The complicated part here, is that there are a bunch of ways that you can store and access data via EEPROM, and there is no "correct" way to do this. However, you only have a DWORD (4 bytes) for each function.
Keep in mind that EEPROM has a limited number of writes. While this is very high, it's not the only thing writing to the EEPROM, and if you write too often, you can potentially drastically shorten the life of your MCU.
- If you don't understand the example, then you may want to avoid using this feature, as it is rather complicated.
This is an example of how to add settings, and read and write it. We're using the user keymap for the example here. This is a complex function, and has a lot going on. In fact, it uses a lot of the above functions to work!
In your keymap.c file, add this to the top:
typedef union {
uint32_t raw;
struct {
bool rgb_layer_change :1;
};
} user_config_t;
user_config_t user_config;
This sets up a 32 bit structure that we can store settings with in memory, and write to the EEPROM. Using this removes the need to define variables, since they're defined in this structure. Remember that bool
(boolean) values use 1 bit, uint8_t
uses 8 bits, uint16_t
uses up 16 bits. You can mix and match, but changing the order can cause issues, as it will change the values that are read and written.
We're using rgb_layer_change
, for the layer_state_set_*
function, and use matrix_init_user
and process_record_user
to configure everything.
Now, using the matrix_init_user
code above, you want to add eeconfig_read_user()

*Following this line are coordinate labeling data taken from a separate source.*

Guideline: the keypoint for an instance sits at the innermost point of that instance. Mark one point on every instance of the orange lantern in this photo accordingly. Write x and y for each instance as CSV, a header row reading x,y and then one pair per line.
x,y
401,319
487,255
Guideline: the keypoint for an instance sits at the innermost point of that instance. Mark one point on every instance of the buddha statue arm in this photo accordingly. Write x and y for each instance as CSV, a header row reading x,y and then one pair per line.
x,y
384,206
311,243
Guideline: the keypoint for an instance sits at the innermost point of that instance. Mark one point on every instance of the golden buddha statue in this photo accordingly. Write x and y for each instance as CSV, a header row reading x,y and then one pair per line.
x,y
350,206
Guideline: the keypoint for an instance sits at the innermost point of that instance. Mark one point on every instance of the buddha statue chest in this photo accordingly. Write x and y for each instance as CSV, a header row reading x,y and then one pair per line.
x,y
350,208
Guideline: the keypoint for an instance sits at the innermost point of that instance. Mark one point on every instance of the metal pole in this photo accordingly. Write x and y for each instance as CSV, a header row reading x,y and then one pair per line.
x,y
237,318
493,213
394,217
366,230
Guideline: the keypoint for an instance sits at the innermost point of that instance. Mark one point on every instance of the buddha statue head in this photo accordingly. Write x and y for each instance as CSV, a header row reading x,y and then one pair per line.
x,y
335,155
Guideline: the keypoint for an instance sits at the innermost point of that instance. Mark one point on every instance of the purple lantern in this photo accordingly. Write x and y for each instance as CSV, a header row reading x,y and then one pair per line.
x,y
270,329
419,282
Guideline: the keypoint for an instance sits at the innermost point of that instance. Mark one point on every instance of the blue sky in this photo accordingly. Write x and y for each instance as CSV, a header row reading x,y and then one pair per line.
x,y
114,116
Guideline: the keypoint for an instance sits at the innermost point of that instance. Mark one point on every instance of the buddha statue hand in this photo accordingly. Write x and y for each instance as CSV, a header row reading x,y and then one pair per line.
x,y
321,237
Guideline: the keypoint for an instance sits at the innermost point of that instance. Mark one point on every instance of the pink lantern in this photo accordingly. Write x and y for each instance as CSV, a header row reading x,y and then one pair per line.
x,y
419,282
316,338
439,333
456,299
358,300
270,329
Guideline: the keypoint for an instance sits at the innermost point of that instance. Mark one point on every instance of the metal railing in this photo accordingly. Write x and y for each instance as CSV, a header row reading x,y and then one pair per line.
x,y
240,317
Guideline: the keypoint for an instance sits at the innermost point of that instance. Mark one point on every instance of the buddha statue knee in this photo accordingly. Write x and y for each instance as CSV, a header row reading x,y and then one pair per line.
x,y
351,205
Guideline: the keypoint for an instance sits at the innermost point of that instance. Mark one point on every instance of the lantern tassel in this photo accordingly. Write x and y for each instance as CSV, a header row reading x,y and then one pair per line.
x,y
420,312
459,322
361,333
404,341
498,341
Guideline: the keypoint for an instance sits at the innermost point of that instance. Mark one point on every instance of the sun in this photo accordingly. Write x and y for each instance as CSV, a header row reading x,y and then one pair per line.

to it, to populate the structure you've just created. And you can then immediately use this structure to control functionality in your keymap. And It should look like:
void matrix_init_user(void) {
// Call the keymap level matrix init.
// Read the user config from EEPROM
user_config.raw = eeconfig_read_user();
// Set default layer, if enabled
if (user_config.rgb_layer_change) {
rgblight_enable_noeeprom();
rgblight_sethsv_noeeprom_cyan();
rgblight_mode_noeeprom(1);
}
}
The above function will use the EEPROM config immediately after reading it, to set the default layer's RGB color. The "raw" value of it is converted in a usable structure based on the "union" that you created above.
uint32_t layer_state_set_user(uint32_t state) {
switch (biton32(state)) {
case _RAISE:
if (user_config.rgb_layer_change) { rgblight_sethsv_noeeprom_magenta(); rgblight_mode_noeeprom(1); }
break;
case _LOWER:
if (user_config.rgb_layer_change) { rgblight_sethsv_noeeprom_red(); rgblight_mode_noeeprom(1); }
break;
case _PLOVER:
if (user_config.rgb_layer_change) { rgblight_sethsv_noeeprom_green(); rgblight_mode_noeeprom(1); }
break;
case _ADJUST:
if (user_config.rgb_layer_change) { rgblight_sethsv_noeeprom_white(); rgblight_mode_noeeprom(1); }
break;
default: // for any other layers, or the default layer
if (user_config.rgb_layer_change) { rgblight_sethsv_noeeprom_cyan(); rgblight_mode_noeeprom(1); }
break;
}
return state;
}
This will cause the RGB underglow to be changed ONLY if the value was enabled. Now to configure this value, create a new keycode for process_record_user
called RGB_LYR
and EPRM
. Additionally, we want to make sure that if you use the normal RGB codes, that it turns off Using the example above, make it look this:
bool process_record_user(uint16_t keycode, keyrecord_t *record) {
switch (keycode) {
case FOO:
if (record->event.pressed) {
// Do something when pressed
} else {
// Do something else when release
}
return false; // Skip all further processing of this key
case KC_ENTER:
// Play a tone when enter is pressed
if (record->event.pressed) {
PLAY_NOTE_ARRAY(tone_qwerty);
}
return true; // Let QMK send the enter press/release events
case EPRM:
if (record->event.pressed) {
eeconfig_init(); // resets the EEPROM to default
}
return false;
case RGB_LYR: // This allows me to use underglow as layer indication, or as normal
if (record->event.pressed) {
user_config.rgb_layer_change ^= 1; // Toggles the status
eeconfig_update_user(user_config.raw); // Writes the new status to EEPROM
if (user_config.rgb_layer_change) { // if layer state indication is enabled,
layer_state_set(layer_state); // then immediately update the layer color
}
}
return false; break;
case RGB_MODE_FORWARD ... RGB_MODE_GRADIENT: // For any of the RGB codes (see quantum_keycodes.h, L400 for reference)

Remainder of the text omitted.